De belangrijkste rol van ijzer in het lichaam is het transporteren van zuurstof en kooldioxide door het bloed. Vitamine C is nodig voor groei en herstel in uw lichaam en verhoogt de ijzerabsorptie. De meeste mensen krijgen voldoende vitamine C uit hun dieet, dus het nemen van een vitamine C-supplement is misschien niet nodig. Als u het risico loopt op ijzertekort, moet het verhogen van uw ijzerinname een prioriteit zijn, maar het nuttigen van vitamine C met ijzersupplementen helpt. Kinderen en zwangere vrouwen hebben een grote kans op ijzertekort, wat leidt tot bloedarmoede door ijzertekort. Je hebt ook meer ijzer nodig als je zware menstruatie hebt of vaak bloed doneert.
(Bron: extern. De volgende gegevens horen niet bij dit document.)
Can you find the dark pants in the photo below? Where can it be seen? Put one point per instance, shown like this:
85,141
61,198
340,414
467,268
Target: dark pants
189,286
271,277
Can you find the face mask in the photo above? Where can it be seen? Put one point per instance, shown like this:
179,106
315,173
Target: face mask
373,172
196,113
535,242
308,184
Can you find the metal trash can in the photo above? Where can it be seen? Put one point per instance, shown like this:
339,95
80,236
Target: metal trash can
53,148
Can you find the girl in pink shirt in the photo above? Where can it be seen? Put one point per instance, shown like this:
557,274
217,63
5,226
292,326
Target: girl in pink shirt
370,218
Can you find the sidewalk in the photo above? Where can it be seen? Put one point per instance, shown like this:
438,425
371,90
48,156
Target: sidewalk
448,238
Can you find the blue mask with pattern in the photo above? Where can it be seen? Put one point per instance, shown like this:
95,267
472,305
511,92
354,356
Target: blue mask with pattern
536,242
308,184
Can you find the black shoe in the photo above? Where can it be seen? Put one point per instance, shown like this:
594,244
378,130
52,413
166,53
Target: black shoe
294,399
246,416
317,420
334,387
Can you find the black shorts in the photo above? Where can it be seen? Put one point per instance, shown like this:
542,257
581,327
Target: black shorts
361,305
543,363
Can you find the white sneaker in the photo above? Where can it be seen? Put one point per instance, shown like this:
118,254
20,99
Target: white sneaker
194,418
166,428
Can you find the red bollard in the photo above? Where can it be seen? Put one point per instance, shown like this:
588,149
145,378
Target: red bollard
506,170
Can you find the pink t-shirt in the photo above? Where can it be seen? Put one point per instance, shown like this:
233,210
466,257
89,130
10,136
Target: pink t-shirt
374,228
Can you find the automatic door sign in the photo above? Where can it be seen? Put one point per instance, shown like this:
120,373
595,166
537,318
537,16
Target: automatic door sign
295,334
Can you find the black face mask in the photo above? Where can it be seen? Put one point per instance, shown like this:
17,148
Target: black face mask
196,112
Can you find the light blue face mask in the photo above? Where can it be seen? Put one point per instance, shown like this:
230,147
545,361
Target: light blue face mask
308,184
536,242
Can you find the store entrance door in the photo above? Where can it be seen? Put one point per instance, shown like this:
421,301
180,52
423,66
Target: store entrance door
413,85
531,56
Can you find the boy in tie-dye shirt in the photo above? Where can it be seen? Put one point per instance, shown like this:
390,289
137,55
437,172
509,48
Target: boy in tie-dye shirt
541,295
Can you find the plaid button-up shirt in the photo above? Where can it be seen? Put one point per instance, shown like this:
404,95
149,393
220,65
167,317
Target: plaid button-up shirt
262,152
Neem contact op met uw huisarts als u symptomen van bloedarmoede heeft, zoals vermoeidheid en koude ledematen.
Vitamine C verbetert de ijzerabsorptie
Volgens een rapport gepubliceerd in het "International Journal for Vitamin and Nutrition Research" in 2004, verbetert vitamine C de opname van ijzer. Sommige voedingsmiddelen bevatten verbindingen die de ijzerabsorptie remmen, en het opnemen van vitamine C tijdens deze maaltijden helpt het remmende effect tegen te gaan. U moet vitamine C tegelijkertijd consumeren om ijzer te helpen absorberen. Het maakt niet uit of vitamine C een supplement (ascorbinezuur) of in voedsel is. Aan de andere kant bindt een component in zwarte en pekoe-thee met ijzer en vermindert de hoeveelheid die uw lichaam kan opnemen, dus het is het beste om te voorkomen dat u thee drinkt met uw ijzersupplement.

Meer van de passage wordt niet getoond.